LAMP (Open Software Architecture)
The acronym LAMP refers to a solution stack of software, usually free and open source software, used to run dynamic Web sites or servers. The original expansion is as follows:
- Linux, referring to the operating system
- Apache, the Web server
- My SQL, the database management system (or database server)
- P (one of several scripting languages: Perl, PHP or Python. )
The combination of these technologies is used primarily to define a web server infrastructure, define a programming paradigm of developing software, and establish a software distribution package.
Though the originators of these open source programs did not design them all to work specifically with each other, the combination has become popular because of its low acquisition cost and because of the ubiquity of its components (which come bundled with most current Linux distributions). When used in combination they represent a solution stack of technologies that support application servers.

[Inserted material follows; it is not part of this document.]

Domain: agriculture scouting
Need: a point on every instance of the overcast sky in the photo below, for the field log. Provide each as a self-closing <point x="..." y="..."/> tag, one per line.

- Very low cost compared to other technologies
- GNU public licensing
- LAMP available as free software
- Best for Web applications
- LAMP has been proven faster, more flexible, and easier than any alternative
How does LAMP Work?
LAMP is singularly focused towards Web applications. The architecture is very straightforward, as illustrated in diagram below. Linux forwards HTTP connections to Apache, which serves static content directly from the Linux kernel. Dynamic pages are forwarded by Apache to PHP, which runs the PHP code to design the page. Database queries are sent to MySQL through PHP. Administration is commonly handled through phpMyAdmin, and every major enterprise management system can manage Apache and Linux.